5.2. De Raad, die zich kan vinden in de bij het verweerschrift gevoegde reactie van de bezwaarverzekeringsarts van 11 april 2006, vermag appellante niet te volgen in haar opvatting dat het op de weg van de bezwaarverzekeringsarts had gelegen zich daarnaast nog persoonlijk te verstaan met genoemde behandelaar van appellante. De Raad onderschrijft de zienswijze van de bezwaarverzekeringsarts dat op grond van het namens appellante in de procedure ingebrachte nadere schrijven van De Kock van 22 maart 2006 niet kan worden geconcludeerd dat ten aanzien van haar op de in geding zijnde datum
19 maart 2005 meer en/of andere beperkingen van toepassing waren dan de beperkingen die reeds in aanmerking zijn genomen.

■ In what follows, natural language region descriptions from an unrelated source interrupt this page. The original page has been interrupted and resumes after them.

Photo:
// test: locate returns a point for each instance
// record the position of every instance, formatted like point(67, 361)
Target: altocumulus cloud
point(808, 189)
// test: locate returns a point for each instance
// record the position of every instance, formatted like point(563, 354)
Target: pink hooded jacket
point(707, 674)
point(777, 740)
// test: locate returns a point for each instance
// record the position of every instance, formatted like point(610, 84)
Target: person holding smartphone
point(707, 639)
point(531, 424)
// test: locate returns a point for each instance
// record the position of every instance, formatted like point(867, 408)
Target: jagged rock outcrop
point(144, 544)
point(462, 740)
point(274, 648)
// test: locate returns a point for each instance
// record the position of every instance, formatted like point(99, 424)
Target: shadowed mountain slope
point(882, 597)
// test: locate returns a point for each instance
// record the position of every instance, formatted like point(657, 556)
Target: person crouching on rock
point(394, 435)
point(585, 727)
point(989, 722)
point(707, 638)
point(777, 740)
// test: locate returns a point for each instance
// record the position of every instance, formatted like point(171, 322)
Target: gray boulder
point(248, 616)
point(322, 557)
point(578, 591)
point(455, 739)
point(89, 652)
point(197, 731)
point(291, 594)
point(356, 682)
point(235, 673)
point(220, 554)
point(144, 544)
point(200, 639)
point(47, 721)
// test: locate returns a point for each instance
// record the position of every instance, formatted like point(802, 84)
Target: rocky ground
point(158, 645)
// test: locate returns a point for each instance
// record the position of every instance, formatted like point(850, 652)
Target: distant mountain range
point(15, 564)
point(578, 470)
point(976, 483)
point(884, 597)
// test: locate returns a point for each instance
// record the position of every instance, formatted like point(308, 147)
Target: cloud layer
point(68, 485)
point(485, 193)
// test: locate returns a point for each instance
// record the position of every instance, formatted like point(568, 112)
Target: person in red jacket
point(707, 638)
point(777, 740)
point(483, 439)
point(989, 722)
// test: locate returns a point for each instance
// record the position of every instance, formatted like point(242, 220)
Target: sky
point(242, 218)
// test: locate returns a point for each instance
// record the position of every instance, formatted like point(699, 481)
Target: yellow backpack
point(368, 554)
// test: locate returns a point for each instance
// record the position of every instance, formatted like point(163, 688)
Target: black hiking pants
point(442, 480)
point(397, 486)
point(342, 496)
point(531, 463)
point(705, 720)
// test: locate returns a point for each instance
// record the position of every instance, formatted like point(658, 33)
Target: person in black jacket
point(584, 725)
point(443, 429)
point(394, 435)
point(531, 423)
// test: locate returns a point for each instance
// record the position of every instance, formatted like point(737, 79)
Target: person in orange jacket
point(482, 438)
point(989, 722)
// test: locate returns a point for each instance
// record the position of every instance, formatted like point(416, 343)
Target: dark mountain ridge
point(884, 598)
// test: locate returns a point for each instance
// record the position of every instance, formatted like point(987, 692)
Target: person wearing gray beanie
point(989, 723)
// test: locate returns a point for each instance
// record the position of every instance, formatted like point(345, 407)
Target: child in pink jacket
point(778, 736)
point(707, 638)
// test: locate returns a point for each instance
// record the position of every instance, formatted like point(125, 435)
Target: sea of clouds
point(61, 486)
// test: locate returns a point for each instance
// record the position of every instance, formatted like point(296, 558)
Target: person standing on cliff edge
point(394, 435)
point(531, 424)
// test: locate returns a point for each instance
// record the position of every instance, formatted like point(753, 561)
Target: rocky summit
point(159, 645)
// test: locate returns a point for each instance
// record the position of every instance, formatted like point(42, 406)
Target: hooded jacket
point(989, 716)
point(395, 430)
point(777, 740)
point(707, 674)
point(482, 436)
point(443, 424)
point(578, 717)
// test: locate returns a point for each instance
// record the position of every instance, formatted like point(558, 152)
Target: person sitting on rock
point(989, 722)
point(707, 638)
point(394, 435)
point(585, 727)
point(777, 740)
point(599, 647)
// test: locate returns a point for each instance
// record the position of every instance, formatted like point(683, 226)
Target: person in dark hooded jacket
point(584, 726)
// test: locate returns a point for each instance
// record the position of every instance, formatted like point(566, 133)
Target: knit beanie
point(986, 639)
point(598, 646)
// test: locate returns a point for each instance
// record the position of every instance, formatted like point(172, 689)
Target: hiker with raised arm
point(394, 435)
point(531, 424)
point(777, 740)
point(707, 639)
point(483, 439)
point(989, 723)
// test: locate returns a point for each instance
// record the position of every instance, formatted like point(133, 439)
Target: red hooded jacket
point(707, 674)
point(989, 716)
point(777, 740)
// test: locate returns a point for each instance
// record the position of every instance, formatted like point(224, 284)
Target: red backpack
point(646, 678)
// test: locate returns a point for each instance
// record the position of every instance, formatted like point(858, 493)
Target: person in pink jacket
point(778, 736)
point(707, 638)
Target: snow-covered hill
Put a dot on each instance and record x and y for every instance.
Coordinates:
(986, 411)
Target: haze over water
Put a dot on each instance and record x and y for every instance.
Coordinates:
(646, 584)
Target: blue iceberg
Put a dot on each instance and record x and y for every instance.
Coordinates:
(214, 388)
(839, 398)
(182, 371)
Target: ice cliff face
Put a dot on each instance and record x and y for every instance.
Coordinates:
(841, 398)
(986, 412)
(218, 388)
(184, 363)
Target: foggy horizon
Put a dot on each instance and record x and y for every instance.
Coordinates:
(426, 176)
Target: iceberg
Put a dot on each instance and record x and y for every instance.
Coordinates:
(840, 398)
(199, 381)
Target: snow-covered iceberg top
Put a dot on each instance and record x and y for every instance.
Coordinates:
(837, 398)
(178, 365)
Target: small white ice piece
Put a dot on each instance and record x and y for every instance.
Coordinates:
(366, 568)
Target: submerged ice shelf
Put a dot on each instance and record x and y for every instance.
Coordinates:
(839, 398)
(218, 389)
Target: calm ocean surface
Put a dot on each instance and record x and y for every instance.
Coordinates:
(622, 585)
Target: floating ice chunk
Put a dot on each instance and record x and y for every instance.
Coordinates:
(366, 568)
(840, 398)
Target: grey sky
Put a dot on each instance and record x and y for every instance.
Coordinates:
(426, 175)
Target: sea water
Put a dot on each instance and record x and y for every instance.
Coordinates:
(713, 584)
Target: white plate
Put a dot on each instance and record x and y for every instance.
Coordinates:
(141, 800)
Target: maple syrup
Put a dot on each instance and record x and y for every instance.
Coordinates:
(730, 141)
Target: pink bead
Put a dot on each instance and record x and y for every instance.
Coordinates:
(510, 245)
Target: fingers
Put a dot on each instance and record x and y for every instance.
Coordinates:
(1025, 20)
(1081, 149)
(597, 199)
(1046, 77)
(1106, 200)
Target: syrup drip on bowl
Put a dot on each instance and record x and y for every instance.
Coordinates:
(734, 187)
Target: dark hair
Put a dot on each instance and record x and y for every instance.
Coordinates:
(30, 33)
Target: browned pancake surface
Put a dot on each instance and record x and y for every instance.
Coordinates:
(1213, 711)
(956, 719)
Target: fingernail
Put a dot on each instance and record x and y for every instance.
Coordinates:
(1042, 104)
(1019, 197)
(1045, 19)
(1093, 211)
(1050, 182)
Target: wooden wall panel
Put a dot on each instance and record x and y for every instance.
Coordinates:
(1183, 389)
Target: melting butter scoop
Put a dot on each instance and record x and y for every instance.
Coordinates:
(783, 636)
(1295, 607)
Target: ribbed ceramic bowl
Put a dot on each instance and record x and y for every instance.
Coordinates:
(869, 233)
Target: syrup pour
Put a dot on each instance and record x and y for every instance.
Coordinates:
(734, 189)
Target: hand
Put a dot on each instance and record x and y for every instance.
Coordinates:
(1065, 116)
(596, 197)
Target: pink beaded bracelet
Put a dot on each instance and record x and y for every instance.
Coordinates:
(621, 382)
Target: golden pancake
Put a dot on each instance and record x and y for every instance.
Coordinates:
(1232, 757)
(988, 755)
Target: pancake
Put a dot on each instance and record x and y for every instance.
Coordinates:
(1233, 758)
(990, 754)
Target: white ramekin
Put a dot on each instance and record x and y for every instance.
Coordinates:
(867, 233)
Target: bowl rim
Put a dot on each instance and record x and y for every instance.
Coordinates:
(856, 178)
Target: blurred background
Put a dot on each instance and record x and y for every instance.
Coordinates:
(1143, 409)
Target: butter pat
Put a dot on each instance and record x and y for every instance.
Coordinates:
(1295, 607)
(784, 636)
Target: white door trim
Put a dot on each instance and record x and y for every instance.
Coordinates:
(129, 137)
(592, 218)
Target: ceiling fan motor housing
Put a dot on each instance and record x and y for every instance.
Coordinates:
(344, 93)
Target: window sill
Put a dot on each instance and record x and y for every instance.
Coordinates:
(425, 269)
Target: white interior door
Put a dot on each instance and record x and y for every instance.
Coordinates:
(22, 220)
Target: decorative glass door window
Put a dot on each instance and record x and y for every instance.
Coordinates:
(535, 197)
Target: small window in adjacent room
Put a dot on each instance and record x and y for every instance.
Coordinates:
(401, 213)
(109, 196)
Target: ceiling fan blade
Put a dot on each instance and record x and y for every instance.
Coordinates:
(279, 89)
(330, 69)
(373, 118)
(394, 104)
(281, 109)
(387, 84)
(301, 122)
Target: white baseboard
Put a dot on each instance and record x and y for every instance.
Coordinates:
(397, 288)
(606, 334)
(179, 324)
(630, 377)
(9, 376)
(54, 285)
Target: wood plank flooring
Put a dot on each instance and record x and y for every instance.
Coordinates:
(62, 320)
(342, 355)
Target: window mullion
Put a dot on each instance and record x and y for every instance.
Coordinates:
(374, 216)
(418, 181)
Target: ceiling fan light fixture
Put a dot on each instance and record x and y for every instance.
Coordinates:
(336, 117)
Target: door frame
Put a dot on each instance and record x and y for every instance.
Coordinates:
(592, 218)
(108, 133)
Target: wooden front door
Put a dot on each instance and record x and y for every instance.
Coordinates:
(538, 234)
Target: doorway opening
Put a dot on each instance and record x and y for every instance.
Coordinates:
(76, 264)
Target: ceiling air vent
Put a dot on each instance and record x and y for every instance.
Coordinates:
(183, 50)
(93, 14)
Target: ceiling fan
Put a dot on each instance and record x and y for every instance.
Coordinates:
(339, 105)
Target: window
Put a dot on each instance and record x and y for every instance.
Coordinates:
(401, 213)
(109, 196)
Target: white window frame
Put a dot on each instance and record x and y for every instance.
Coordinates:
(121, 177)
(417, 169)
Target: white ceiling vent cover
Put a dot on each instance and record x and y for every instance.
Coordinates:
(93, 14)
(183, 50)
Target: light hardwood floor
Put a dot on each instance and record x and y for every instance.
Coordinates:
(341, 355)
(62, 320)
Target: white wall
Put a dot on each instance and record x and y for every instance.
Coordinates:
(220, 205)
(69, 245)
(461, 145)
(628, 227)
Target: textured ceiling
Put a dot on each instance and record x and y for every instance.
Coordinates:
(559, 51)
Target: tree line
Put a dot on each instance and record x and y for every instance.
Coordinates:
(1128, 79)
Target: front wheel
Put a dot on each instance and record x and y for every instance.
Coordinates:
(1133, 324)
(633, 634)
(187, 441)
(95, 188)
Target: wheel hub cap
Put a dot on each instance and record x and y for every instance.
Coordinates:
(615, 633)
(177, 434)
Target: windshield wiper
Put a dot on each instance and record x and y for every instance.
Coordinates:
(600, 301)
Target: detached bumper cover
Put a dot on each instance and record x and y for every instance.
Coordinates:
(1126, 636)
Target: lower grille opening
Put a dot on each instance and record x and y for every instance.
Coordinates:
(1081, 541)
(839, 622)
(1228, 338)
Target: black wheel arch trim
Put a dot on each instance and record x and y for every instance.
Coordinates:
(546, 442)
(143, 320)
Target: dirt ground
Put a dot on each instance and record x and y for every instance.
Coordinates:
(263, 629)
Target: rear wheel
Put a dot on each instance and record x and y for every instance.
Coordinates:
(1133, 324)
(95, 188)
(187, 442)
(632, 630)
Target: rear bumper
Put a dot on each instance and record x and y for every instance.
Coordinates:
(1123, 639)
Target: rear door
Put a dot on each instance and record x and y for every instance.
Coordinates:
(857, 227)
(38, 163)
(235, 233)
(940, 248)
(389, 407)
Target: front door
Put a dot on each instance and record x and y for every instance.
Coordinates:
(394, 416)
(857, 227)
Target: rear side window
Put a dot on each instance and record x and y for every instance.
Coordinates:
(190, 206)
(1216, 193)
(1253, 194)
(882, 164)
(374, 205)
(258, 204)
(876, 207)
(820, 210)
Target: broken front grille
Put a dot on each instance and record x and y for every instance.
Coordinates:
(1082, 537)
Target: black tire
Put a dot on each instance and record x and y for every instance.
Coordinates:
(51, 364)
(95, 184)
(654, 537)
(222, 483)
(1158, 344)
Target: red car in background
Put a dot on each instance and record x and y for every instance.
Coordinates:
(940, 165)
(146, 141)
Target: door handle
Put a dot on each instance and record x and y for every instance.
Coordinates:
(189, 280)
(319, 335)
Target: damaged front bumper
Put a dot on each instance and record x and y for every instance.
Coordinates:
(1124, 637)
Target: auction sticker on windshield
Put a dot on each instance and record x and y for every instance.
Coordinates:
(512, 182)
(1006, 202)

5.3. Ook overigens is niet kunnen blijken van objectief-medische gegevens die in de richting wijzen van een onderschatting van de beperkingen van appellante - zowel de beperkingen die voortvloeien uit haar rugklachten als de beperkingen op het psychische vlak - ten tijde hier van belang.
5.4. Voor zover uit genoemd schrijven van De Kock al naar voren zou komen dat de psychische en/of lichamelijke gezondheidssituatie van appellante na de datum in geding is verslechterd, merkt de Raad op dat daarmee in het kader van de onderhavige procedure geen rekening kan worden gehouden.
5.5. Nu er aldus geen aanleiding bestaat om te twijfelen aan de juistheid van de verzekeringsgeneeskundige beoordeling, bestaat evenmin aanleiding om een onafhankelijk deskundige te raadplegen, als namens appellante verzocht.
5.6. Met betrekking tot de arbeidskundige grondslag van de schatting geldt het volgende.
5.7. Het Uwv heeft in hoger beroep een rapport ingezonden van de registerarbeidsdeskundige J.F. Stoffijn van 6 mei 2008, waarin nader wordt uiteengezet waarom de functies voor appellante medisch geschikt zijn te achten. Namens appellante is ter zitting verklaard dat daarmee de in het beroepschrift vervatte grief dat de medische passendheid van de functies niet voldoende inzichtelijk is toegelicht, van de baan is. Daarbij is evenwel tevens gesteld dat, nu een deugdelijke motivering eerst na het nemen van het bestreden besluit is verstrekt, er aanleiding bestaat dat besluit te vernietigen wegens een onzorgvuldig tot stand gekomen en ondeugdelijk gemotiveerde arbeidskundige grondslag.
5.8. De Raad kan zich daarin vinden. In het licht van al het vorenoverwogene bestaat tevens aanleiding om de rechtsgevolgen van het te vernietigen besluit in stand te laten.
6. De Raad acht termen aanwezig om op grond van artikel 8:75 van de Algemene wet bestuursrecht het Uwv te veroordelen in de proceskosten van appellante. Deze kosten worden begroot op € 644,- voor verleende rechtsbijstand in hoger beroep.
De Raad beslist als volgt.
De Centrale Raad van Beroep,
Vernietigt de aangevallen uitspraak;
Verklaart het beroep tegen het bestreden besluit gegrond en vernietigt dat besluit:
Bepaalt dat de rechtsgevolgen van het vernietigde besluit geheel in stand blijven;
Veroordeelt de Raad van bestuur van het Uitvoeringsinstituut werknemersverzekeringen in de proceskosten van appellante in hoger beroep tot een bedrag groot € 644,-, te betalen door het Uitvoeringsinstituut werknemersverzekeringen;
Bepaalt dat het Uitvoeringsinstituut werknemersverzekeringen aan appellant het betaalde griffierecht van € 140,- vergoedt.
Deze uitspraak is gedaan door J.W. Schuttel als voorzitter en J.P.M. Zeijen R. Kruisdijk als leden. Deze beslissing is, in tegenwoordigheid van M. Lochs als griffier, uitgesproken in het openbaar op 4 juli 2008.